From our experience with the #GOP2012 and #DNC2012 conventions so far, our approach seems to be getting about 16% – 28% of the real total. However that estimate is influenced by the global tweets-per-minute (TPM). If global TPM is high, then we get significantly more. If we only used Twitter Search, we would have got an estimated 8% of the real total.
There was some comments online saying that the population of Malaysia needs to be taken into consideration when comparing to USA. That does not really apply here, because we are not looking at how many people are talking about Merdeka Day. Instead we are looking at how many people are competing to set a record. There is the expectation that some users would tweet multiple times to contribute to the goal.
Estimating the real total
The convention totals announced by Twitter cover a period of hours, not one hour. The conventions’ tweets-per-hour were definitely lower than 3.6 million tweets. So if we make the assumption that we got 8% – 28% of the real total:
- Estimated total (min) = 109,320 / 28 * 100
- Estimated total (min) = 390,428
- Estimated total (max) = 109,320 / 8 * 100
- Estimated total (max) = 1,366,500
Based on our data, the estimated total #Merdeka55 tweets is 360,428 – 1,366,500 tweets.
Estimating the tweets- per-minute (TPM)
Twitter’s system gives us a per-minute sample of what is tweeted. By taking the highest peak in our data, we can estimate the TPM of the real data.
- Highest peak = 2,146 TPM
- Percentage of our total = 2,146/109,320 * 100 = 1.963 %
- Given total = 3,611,323
- Estimated peak = 3,611,323 * 1.963 %
- Estimated peak = 70,890 TPM
During the Olympics, Twitter mentioned the biggest records as:
- Usain Bolt winning the gold in the 200m sprint (80,000+ TPM)
- Usain Bolt winning the gold in the 100m sprint (74,000+ TPM)
- Andy Murray winning the gold in men’s tennis singles (57,000+ TPM)
That puts #Merdeka55 as being just below Usain Bolt. It is surprising that such a record went unnoticed by Twitter.

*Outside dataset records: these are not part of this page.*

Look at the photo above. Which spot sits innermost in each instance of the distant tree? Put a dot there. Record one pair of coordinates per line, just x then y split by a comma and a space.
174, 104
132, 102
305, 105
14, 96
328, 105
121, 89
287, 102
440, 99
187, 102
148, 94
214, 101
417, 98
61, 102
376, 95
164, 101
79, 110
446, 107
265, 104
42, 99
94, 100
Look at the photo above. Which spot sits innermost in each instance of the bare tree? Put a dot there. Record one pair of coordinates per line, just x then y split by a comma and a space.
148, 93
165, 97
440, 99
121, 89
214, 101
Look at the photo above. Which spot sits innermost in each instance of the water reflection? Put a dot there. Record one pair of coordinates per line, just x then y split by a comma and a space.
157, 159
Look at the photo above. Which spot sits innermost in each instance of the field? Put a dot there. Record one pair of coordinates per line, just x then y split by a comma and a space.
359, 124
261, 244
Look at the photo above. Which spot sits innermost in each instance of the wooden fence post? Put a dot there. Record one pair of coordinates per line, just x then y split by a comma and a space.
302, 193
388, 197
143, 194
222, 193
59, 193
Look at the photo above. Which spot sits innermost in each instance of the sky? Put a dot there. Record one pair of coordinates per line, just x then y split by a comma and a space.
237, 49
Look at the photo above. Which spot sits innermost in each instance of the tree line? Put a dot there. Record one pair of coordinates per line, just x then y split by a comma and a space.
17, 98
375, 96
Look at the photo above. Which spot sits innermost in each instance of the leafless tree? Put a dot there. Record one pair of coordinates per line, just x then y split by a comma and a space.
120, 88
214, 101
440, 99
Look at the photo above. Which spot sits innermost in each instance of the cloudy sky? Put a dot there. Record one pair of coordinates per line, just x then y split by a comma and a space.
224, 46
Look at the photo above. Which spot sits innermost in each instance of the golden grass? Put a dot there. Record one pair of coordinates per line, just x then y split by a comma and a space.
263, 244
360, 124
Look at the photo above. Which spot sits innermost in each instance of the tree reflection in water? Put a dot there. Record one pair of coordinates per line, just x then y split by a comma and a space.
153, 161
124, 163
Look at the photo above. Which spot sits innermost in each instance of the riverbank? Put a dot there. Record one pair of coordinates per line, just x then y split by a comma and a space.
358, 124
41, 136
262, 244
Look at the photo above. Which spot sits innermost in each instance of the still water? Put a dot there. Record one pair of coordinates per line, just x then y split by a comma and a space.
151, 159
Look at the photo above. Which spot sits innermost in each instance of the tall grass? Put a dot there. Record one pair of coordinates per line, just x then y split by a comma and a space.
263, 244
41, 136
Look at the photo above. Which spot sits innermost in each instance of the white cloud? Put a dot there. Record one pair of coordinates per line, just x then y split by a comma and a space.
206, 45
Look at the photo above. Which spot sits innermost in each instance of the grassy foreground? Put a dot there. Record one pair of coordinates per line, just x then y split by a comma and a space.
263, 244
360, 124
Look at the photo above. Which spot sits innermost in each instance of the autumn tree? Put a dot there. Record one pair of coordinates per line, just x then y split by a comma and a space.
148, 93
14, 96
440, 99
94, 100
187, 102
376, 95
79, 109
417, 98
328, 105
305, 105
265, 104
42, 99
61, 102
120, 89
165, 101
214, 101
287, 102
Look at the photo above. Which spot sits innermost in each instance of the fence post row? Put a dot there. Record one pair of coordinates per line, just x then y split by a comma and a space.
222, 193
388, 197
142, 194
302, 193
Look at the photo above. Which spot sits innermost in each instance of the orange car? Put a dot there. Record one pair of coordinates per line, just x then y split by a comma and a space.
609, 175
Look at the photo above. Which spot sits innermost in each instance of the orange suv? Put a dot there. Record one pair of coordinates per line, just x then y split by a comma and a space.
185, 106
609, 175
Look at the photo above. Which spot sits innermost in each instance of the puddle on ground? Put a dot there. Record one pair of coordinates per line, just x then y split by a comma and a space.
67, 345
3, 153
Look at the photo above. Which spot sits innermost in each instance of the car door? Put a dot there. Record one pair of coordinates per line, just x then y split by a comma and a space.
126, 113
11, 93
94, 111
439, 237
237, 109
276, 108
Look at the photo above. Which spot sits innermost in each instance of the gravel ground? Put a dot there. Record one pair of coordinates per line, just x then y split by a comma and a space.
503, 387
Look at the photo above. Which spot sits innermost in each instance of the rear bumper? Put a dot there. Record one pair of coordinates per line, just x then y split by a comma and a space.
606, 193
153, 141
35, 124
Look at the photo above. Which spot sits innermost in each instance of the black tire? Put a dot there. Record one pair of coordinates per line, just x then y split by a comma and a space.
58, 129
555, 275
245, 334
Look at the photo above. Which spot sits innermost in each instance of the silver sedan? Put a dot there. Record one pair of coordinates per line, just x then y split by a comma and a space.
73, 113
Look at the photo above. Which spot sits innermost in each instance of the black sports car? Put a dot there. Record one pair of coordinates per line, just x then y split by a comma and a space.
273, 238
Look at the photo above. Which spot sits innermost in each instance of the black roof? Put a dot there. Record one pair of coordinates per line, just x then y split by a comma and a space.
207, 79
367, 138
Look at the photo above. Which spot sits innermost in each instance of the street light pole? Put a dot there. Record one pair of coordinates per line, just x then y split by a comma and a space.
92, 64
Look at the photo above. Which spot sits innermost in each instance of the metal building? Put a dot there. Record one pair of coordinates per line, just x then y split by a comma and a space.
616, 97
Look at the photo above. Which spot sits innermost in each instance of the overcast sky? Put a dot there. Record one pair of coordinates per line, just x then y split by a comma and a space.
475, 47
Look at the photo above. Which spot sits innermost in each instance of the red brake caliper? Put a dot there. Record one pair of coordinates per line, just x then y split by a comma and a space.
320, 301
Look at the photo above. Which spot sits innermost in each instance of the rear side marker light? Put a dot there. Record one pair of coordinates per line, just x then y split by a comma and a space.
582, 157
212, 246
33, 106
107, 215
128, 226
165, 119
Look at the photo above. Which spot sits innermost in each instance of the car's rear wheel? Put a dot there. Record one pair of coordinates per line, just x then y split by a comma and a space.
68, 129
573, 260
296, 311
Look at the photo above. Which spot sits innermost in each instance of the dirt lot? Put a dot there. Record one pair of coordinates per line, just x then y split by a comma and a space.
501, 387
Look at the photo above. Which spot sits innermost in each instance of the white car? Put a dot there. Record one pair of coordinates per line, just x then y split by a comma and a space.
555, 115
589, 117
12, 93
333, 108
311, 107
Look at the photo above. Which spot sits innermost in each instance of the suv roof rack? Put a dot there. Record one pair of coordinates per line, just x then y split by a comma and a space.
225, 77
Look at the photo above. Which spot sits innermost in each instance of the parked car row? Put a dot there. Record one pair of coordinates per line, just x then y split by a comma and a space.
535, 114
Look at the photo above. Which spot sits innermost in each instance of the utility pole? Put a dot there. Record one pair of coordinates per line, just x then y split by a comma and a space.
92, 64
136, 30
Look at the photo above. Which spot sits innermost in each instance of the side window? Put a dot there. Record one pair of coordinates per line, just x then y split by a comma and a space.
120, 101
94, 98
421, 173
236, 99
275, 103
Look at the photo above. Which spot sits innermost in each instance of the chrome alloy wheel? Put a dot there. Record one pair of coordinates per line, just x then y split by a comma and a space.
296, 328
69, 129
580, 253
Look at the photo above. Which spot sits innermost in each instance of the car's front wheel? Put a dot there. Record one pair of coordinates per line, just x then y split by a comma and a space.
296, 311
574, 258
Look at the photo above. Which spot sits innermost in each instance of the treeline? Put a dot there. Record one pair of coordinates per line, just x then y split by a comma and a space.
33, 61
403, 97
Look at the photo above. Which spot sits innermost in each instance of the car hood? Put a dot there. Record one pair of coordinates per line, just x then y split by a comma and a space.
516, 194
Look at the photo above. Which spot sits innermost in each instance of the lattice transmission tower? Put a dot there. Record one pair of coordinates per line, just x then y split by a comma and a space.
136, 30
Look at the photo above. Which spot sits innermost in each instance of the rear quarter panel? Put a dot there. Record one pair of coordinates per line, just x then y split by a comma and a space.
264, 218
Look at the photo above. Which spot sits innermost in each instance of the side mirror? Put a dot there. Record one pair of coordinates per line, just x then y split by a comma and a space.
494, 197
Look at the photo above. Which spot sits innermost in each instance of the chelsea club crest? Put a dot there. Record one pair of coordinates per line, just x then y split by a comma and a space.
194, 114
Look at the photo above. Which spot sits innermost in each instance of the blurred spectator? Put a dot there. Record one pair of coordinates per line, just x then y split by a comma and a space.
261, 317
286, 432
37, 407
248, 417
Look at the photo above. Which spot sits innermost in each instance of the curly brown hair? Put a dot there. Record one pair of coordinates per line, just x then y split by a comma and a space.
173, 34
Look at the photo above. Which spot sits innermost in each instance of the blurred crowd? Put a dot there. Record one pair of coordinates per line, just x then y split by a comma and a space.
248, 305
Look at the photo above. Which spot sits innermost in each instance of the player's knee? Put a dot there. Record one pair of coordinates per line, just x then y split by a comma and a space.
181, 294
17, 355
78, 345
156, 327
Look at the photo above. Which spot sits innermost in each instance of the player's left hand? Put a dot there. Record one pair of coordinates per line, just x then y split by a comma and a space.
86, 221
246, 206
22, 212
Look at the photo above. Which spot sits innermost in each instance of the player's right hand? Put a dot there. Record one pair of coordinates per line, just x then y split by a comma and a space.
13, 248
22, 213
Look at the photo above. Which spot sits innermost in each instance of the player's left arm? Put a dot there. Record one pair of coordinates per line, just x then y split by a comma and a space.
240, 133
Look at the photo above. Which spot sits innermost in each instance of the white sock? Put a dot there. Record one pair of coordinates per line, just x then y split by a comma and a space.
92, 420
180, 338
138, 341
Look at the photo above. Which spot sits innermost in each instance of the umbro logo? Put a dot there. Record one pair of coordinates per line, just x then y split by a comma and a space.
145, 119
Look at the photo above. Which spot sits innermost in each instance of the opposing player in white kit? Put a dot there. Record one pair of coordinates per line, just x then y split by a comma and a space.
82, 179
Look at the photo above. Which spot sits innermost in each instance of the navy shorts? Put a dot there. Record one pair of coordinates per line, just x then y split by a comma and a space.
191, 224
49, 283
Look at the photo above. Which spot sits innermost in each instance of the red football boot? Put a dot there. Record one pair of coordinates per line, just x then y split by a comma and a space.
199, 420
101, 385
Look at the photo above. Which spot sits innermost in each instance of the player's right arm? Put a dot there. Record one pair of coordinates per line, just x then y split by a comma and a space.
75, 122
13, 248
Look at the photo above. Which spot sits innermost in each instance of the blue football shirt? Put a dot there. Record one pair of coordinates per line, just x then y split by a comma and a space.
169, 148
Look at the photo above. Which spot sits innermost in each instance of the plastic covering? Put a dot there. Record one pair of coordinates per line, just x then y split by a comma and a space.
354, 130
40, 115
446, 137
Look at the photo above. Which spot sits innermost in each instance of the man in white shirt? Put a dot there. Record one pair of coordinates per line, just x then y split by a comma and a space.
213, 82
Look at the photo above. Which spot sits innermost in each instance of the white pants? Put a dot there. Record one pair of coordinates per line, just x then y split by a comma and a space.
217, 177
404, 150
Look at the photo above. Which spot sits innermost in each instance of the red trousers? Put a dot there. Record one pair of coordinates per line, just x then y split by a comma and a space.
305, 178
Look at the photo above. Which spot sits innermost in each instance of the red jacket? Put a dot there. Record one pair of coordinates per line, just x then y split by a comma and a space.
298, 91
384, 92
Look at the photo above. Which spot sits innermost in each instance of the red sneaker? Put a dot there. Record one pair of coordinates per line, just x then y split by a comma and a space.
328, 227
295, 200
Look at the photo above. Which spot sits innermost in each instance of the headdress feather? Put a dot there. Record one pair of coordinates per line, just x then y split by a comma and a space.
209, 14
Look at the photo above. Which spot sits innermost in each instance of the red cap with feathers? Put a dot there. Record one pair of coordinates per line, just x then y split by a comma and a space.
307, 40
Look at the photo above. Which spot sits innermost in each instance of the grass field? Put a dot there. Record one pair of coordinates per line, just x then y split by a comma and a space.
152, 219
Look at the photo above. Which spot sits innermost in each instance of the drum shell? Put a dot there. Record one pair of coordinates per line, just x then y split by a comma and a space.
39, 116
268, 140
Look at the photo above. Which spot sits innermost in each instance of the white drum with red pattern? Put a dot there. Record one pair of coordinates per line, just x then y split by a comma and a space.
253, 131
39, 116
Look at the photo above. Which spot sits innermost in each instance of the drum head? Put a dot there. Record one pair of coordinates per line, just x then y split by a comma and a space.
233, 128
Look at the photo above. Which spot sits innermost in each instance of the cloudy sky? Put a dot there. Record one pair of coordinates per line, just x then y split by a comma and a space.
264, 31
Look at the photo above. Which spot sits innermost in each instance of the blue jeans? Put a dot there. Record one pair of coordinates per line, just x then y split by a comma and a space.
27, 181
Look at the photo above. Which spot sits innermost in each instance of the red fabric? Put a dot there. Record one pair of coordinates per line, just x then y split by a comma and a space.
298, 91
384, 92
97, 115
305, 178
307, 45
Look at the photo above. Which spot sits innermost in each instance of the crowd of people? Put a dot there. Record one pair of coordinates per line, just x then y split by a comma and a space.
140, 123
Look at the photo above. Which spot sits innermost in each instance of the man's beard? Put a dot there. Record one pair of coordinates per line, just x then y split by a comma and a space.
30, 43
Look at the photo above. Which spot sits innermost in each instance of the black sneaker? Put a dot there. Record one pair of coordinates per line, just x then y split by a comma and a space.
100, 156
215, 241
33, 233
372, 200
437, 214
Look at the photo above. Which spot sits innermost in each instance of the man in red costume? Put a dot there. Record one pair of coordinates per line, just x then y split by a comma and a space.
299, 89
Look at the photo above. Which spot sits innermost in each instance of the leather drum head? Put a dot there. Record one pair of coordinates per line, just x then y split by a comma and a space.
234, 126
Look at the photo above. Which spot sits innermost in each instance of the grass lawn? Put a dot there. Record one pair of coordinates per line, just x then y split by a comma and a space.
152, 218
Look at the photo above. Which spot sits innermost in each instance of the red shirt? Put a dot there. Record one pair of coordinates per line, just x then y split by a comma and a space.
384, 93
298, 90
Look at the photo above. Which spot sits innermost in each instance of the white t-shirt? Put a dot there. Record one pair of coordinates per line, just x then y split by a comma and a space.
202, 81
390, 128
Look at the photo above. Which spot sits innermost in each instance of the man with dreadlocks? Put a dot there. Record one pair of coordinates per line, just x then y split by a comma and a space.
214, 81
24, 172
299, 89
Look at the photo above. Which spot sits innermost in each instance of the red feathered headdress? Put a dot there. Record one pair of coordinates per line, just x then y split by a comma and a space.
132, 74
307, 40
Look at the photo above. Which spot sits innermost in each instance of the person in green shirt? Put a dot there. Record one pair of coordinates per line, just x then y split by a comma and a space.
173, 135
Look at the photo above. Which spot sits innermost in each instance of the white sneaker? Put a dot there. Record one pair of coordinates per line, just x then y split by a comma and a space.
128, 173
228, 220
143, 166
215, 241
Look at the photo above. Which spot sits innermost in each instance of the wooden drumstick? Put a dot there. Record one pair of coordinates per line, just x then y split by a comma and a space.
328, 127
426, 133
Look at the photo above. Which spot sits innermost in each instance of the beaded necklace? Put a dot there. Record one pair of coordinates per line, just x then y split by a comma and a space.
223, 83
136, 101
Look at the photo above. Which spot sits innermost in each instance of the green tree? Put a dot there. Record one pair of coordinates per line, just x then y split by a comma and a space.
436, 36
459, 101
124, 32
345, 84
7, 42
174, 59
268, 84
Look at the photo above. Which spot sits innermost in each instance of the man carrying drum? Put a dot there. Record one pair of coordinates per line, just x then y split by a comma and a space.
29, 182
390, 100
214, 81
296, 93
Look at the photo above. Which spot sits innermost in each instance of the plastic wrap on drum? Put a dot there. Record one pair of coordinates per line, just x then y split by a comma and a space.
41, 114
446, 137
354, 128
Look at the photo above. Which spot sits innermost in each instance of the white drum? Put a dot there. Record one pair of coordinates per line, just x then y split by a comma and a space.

Was the #Merdeka55 a world record?
Only Twitter and their data provider partners (Gnip, Datasift) know the true number of tweets sent for any given topic. Other online systems only have access to a subset of tweets sent, using the same API that Politweet used.
Twitter tends to announce tweets-per-minute and tweets-per-second records, not tweets-per-hour. The closest record that seems relevant is the 2.7 million tweets about Spain during the #Euro2012 Final against Italy, which should cover about 2 hours or more (90 minute match + 15 minute halftime + post-match buzz).
So assuming the figure is true, it is possible that the 3.6 million tweets are a world record. However to date, Twitter has made no announcement on their blog about #Merdeka55. There is also no mention of the #Merdeka55 record online by other tracking websites. Without a third party to verify the data, the 3.6 million tweets figure is doubtful.
The presence of clones also reduces the quality of the record. If the person or organisation in charge of these clones hadn’t polluted the data, whatever record was achieved would have had more historical value.
Update #1 (7th September 2012)
Corrected a typo under ‘How many #Merdeka55 tweets were really sent’. Original text was “If global TPM is high, then we get significantly less“. Correct version is “If global TPM is high, then we get significantly more“. Twitter’s Streaming API offers access to a percentage of tweets based on how much is globally tweeted at the moment. It is stated to be 1%, but we found it to be more.
This does not mean we can only get 1% of tweets on any topic. Think of the limitation as a ceiling on how much data can be received per minute. For example, if our limit is 4000 TPM and the total tweets about @NajibRazak is 3000 TPM, we would then get 100% of all tweets. If we are tracking tweets about @NajibRazak (real total 3000 TPM) and tweets about @BarackObama (real total 3000 TPM), then we would lose 2000 TPM because our limit is 4000 TPM.